This whole track spawned from a real-life occurrence of hellish, Black Mirror-esque serendipity
that I’m sure people think I made up, but I use to have this Samsung phone that had Bixby
and when the alarm went off, instead of a chime or bell, it played the Bixby assistant reciting the
headlines of the day. This was mid-2020 and of course every headline was the worst news you
had ever heard. It stuck with me for years, and I wanted to make something that reminded me of
that. We set out to make a sort of funeral march of headlines, and we wanted it to build up and
sound like what it feels to just take in every bit of horror that the human condition has to endure.
This song had somewhere north of 50 tracks, easily the most dense recording we’ve ever made.
We tried to make it as symbolic as possible, as well. Almost every headline is real, except for 3
or 4 because we wanted to symbolize the fact that with as much misinformation as there is you
can literally never tell what’s real and what’s fake.

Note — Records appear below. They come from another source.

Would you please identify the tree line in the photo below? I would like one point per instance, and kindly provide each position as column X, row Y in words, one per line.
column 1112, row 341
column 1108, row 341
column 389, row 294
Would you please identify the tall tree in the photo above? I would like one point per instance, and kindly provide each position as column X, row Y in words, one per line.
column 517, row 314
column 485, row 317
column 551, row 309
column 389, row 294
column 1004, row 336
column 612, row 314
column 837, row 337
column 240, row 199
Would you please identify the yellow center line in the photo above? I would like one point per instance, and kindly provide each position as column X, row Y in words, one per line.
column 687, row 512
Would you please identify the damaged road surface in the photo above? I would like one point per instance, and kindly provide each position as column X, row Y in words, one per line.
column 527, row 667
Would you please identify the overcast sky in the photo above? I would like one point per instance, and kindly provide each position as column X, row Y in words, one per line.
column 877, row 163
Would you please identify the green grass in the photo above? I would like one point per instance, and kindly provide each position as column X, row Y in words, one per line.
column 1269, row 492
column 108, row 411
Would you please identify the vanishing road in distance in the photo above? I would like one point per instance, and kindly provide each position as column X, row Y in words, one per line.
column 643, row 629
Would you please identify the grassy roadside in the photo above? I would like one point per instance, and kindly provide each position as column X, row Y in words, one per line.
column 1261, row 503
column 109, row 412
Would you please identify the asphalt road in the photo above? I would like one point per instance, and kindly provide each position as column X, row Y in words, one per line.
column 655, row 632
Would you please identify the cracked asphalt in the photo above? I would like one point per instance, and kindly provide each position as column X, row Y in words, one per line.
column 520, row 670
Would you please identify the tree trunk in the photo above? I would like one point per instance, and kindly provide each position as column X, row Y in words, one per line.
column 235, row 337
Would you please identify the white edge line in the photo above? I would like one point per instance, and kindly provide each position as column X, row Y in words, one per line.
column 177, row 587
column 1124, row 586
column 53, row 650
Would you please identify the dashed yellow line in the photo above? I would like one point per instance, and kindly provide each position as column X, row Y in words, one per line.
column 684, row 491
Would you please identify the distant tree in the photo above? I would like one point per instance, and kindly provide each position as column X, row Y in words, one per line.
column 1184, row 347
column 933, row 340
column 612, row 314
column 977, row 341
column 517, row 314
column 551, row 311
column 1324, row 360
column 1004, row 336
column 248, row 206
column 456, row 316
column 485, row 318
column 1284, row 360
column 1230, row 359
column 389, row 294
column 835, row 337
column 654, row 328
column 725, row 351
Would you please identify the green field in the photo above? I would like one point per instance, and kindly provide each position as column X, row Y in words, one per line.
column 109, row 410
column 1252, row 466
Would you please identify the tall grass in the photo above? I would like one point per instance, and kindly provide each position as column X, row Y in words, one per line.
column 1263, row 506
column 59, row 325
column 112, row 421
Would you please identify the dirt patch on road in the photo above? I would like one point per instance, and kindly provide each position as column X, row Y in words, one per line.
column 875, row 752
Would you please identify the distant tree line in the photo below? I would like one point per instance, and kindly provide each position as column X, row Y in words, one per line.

Even the ending “No rain in the forecast”
symbolizes that there’s no relief coming. We titled the song after one of our favorite Instagram
profiles, (now goes by doomscroll_forever) - it felt apt.
I was inspired by the poem “First They Came...” - I really despise the state of activism in
America right now, where it seems like posting on social media is the beginning and end of the
lengths in which people are willing to go to stop literal fascism and genocide from occurring, it’s
all so performative. This song is a critique on people who do that. While people post that they
stand against something and do nothing else, others are being rounded up in the country and
other countries and killed. The music on this track is one of the oldest on the whole album, it
actually predates our first album, and we almost used it on the first one, but it felt too heavy and
slow to make sense. I really think it found its place perfectly there.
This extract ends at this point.